The Leamington Assembly’s a fine venue, being a former Regency ballroom, complete with domed ceiling, and the distant ghosts of tea dances past. Taking to the stage with a bluesy version of the New York Shuffle, the band produced a lengthy set, making this surely the best value for money gig ever with 22 songs on the setlist. Added to which you get a few Parker anecdotes, always mixing laughs into the evening. Backdoor Love, for example, had Parker admitting that it was not nearly as naughty as listeners might have thought, being simply the tale of an affair. Crowd pleasing Hotel Chambermaid preceded the arrival of the Rumour Brass for White Honey.

Like GP and Martin Belmont, the horns seem ageless, adding plenty of pizzazz to old favourites and the new Bathtub Gin and Girl In Need from Cloud Symbols. The last shows that GP’s lost none of his lyrical ability to go straight to the heart of a problem. The said Girl in Need may have had some issues: “I once knew a girl who was quite erotic, but she was vacant like an empty pocket…”

With such an extensive back catalogue, it’s natural that fans will miss some favourites in any Graham Parker set. After all, you can’t expect the guy to play for days. But I was happy to find the swing of Silly Thing on this setlist, and the tongue-in-cheek Lady Doctor, curing ills for free over several decades now. There was more too from Cloud Symbols, in the best way not standing out from the set as new material, but more as GP songs that you couldn’t quite put your finger on yet. Hold Back The Night ended the set.
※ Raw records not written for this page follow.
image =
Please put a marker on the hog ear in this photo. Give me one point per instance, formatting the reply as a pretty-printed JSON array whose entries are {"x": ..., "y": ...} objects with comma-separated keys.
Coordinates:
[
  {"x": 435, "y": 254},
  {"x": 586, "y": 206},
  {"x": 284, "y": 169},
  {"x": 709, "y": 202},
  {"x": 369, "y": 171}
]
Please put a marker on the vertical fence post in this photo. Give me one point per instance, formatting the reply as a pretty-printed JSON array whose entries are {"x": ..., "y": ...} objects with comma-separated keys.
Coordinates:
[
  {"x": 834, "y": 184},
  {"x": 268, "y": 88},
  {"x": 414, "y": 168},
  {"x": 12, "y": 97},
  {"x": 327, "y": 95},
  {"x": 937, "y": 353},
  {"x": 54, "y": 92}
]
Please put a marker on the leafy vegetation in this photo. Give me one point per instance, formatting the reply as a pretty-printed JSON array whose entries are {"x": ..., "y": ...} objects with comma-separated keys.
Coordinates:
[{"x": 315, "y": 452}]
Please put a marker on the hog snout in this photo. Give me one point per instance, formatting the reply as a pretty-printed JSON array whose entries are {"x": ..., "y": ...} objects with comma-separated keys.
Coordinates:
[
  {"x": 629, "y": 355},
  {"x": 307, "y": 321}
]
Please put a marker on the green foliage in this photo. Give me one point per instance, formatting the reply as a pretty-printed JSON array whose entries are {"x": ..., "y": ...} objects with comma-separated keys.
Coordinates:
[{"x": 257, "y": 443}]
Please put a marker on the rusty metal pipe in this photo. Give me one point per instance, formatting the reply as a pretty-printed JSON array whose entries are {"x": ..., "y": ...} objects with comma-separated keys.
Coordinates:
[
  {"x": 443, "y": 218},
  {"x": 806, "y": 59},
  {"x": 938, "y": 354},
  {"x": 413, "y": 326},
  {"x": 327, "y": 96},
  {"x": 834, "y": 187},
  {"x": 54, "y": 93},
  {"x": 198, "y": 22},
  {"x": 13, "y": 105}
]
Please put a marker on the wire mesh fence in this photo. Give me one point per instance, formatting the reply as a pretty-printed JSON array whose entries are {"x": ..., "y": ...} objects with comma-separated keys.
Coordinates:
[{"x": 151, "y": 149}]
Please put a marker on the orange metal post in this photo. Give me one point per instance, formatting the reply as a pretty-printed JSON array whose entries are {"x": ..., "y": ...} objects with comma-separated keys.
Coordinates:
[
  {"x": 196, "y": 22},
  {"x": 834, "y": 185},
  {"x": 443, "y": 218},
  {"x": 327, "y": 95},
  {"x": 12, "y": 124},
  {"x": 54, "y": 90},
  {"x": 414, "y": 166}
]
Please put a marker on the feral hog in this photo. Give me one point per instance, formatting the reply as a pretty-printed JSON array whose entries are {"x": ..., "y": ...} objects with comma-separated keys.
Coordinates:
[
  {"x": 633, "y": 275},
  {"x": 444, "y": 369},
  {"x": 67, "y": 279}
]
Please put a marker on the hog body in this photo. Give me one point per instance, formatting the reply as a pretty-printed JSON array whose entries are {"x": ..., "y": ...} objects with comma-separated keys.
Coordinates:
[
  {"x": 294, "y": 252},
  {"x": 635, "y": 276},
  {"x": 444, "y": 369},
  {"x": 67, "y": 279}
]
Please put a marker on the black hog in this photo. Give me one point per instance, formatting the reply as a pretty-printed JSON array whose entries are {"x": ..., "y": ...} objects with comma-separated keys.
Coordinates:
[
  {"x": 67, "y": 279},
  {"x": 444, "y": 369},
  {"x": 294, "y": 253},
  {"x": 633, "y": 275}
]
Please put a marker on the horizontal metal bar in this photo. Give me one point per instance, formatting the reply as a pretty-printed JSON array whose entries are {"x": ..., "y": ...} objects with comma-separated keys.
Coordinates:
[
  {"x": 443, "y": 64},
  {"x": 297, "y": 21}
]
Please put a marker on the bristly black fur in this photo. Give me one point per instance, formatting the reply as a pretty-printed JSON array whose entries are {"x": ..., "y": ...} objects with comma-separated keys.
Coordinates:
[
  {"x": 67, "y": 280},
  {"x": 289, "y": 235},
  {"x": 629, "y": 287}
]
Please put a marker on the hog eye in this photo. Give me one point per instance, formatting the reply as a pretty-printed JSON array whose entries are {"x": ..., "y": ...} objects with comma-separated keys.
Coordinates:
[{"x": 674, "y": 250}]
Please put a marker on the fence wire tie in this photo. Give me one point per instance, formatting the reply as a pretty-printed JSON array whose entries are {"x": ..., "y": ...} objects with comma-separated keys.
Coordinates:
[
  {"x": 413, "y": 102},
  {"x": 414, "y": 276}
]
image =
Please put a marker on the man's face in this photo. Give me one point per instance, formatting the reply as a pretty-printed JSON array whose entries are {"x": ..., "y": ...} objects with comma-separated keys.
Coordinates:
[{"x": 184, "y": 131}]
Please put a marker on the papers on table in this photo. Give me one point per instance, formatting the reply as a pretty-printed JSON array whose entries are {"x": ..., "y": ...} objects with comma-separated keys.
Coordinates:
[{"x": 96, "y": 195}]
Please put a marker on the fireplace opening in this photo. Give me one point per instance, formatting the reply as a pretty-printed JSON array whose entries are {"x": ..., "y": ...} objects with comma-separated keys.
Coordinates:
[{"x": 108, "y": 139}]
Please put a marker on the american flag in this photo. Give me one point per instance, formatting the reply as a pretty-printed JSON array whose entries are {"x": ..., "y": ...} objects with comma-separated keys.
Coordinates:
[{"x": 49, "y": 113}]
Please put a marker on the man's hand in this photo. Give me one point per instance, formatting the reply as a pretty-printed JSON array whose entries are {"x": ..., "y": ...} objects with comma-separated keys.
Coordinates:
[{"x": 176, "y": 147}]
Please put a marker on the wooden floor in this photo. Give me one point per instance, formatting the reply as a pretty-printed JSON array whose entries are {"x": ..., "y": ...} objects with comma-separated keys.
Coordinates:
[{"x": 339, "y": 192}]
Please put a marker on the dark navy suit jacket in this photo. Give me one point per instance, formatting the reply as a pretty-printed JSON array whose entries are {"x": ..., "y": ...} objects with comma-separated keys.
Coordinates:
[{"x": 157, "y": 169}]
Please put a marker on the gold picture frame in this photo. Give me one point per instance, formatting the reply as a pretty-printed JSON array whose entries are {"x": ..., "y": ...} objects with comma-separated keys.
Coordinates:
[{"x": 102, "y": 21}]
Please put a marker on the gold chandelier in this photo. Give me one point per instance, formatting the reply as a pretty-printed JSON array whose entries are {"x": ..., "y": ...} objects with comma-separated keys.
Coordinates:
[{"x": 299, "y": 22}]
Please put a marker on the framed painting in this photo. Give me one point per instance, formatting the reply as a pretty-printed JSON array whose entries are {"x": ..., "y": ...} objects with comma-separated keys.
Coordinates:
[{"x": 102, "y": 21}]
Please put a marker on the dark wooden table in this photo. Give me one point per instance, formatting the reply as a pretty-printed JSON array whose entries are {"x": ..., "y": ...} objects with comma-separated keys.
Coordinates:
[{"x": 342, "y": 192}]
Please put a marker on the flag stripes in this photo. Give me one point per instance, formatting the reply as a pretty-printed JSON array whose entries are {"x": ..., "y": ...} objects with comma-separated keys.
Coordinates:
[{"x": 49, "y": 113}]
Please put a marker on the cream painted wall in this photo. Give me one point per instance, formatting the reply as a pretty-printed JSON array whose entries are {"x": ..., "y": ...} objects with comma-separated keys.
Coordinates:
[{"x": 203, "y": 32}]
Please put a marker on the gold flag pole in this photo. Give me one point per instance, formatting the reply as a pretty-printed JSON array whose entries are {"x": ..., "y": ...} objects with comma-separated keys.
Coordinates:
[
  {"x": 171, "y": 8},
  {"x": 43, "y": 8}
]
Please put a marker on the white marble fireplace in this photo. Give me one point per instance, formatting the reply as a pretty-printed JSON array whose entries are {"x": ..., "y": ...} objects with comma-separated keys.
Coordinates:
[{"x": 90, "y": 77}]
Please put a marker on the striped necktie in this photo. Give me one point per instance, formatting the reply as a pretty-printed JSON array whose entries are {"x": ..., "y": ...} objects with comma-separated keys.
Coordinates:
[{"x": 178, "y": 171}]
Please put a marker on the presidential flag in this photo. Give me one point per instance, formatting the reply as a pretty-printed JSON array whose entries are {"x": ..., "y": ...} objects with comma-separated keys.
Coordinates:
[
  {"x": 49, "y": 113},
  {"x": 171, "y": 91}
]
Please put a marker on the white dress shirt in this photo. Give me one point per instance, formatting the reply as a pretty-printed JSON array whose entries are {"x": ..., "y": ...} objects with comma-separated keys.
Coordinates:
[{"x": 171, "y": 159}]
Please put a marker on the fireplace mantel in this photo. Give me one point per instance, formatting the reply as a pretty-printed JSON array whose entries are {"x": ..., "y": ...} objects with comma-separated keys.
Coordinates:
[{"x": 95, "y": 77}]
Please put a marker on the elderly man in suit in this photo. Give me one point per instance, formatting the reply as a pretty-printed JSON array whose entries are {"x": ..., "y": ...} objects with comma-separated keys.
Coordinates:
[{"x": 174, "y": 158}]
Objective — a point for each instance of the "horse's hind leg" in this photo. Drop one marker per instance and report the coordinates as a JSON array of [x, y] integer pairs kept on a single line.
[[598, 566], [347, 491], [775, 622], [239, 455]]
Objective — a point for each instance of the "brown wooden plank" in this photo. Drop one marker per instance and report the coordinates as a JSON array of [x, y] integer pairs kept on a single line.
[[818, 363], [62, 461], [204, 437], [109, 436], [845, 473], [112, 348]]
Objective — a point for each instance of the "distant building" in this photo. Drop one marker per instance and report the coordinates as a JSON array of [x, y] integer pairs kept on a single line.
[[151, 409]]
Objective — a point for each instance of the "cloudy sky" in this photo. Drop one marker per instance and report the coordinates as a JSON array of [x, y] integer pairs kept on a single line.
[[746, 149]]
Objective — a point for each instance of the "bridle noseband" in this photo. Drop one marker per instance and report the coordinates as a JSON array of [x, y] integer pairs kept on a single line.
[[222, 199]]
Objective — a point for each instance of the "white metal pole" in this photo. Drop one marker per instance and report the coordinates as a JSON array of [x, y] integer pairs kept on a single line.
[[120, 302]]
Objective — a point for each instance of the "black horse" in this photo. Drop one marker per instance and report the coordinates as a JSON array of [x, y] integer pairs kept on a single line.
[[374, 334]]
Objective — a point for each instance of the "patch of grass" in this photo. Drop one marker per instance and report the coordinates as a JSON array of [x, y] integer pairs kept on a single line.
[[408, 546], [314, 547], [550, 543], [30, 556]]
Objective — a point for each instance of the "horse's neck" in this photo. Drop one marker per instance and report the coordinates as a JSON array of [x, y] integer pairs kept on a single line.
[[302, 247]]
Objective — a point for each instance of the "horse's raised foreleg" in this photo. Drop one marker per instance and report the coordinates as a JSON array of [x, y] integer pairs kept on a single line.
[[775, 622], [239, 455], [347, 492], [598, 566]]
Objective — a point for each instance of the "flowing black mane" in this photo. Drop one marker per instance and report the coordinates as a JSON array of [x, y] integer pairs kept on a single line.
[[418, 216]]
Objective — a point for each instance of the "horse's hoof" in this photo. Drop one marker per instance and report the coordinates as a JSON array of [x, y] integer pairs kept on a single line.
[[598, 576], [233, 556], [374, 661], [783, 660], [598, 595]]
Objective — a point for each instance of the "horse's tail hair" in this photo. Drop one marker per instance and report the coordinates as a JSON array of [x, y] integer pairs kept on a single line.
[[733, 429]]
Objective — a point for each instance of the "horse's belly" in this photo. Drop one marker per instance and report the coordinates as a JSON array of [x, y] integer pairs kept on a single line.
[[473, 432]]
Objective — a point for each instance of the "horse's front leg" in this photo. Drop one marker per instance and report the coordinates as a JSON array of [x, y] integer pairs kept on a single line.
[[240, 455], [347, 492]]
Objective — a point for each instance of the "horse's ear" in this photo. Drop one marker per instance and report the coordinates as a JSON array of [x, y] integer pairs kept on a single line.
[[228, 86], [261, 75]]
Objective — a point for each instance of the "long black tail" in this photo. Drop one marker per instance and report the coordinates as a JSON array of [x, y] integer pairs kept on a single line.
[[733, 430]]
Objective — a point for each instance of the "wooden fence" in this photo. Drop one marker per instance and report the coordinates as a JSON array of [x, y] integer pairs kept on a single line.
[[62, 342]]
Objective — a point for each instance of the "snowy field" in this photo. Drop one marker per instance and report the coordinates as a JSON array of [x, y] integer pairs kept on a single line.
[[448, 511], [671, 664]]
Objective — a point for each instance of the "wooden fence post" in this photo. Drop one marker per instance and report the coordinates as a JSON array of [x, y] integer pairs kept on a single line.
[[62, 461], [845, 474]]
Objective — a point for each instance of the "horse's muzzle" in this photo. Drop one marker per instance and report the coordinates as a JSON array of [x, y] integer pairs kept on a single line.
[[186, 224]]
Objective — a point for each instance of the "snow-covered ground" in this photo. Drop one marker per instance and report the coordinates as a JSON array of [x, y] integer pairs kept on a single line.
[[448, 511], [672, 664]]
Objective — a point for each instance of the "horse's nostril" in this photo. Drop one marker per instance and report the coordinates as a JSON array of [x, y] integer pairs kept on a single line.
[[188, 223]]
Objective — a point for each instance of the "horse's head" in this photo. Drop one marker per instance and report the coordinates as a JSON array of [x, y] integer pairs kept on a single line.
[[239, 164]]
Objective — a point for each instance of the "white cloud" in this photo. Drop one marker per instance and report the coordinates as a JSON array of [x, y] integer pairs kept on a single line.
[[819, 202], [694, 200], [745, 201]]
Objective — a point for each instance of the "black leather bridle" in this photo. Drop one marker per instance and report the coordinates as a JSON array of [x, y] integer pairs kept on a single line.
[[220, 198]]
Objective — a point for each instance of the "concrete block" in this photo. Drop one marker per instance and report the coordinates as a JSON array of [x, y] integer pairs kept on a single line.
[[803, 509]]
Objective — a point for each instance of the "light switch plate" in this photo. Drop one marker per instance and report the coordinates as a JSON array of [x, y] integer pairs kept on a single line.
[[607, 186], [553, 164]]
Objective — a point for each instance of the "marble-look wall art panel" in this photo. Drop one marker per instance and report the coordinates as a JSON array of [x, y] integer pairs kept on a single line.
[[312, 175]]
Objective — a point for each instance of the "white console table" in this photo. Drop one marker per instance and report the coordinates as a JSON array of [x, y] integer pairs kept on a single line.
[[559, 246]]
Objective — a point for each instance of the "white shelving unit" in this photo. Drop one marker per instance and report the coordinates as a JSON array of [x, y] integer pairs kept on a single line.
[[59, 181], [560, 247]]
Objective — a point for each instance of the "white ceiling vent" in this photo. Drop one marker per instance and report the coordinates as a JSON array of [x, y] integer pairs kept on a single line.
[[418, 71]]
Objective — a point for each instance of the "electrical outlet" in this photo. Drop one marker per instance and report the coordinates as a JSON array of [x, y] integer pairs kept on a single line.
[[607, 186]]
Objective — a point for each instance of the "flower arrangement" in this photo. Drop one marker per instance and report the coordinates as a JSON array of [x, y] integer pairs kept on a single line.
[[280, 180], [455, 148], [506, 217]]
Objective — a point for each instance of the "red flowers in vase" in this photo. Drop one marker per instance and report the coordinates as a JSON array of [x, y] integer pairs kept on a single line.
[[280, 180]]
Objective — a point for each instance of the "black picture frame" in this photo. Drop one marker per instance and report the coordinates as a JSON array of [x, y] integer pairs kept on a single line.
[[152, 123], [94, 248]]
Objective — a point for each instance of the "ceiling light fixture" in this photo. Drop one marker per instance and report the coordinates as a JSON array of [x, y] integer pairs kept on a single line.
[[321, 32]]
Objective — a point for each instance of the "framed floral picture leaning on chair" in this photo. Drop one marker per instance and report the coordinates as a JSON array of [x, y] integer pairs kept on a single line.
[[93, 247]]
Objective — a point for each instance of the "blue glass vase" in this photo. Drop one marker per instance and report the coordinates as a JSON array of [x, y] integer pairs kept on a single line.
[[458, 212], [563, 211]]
There are encores, and there are mini sets, which GP delivered over five songs of extensive encore. We got Love Gets You Twisted from a solo GP, then The Goldtops back for the gentle Maida Hill from Cloud Symbols and Martin Belmont’s Rockin’ Hawk, an instrumental needing a swinging sixties groovy London film to pick it up as a soundtrack. Finally the horns sneaked back out for Heat Treatment and Soul Shoes. It was 1976 all over again. And in a really good way.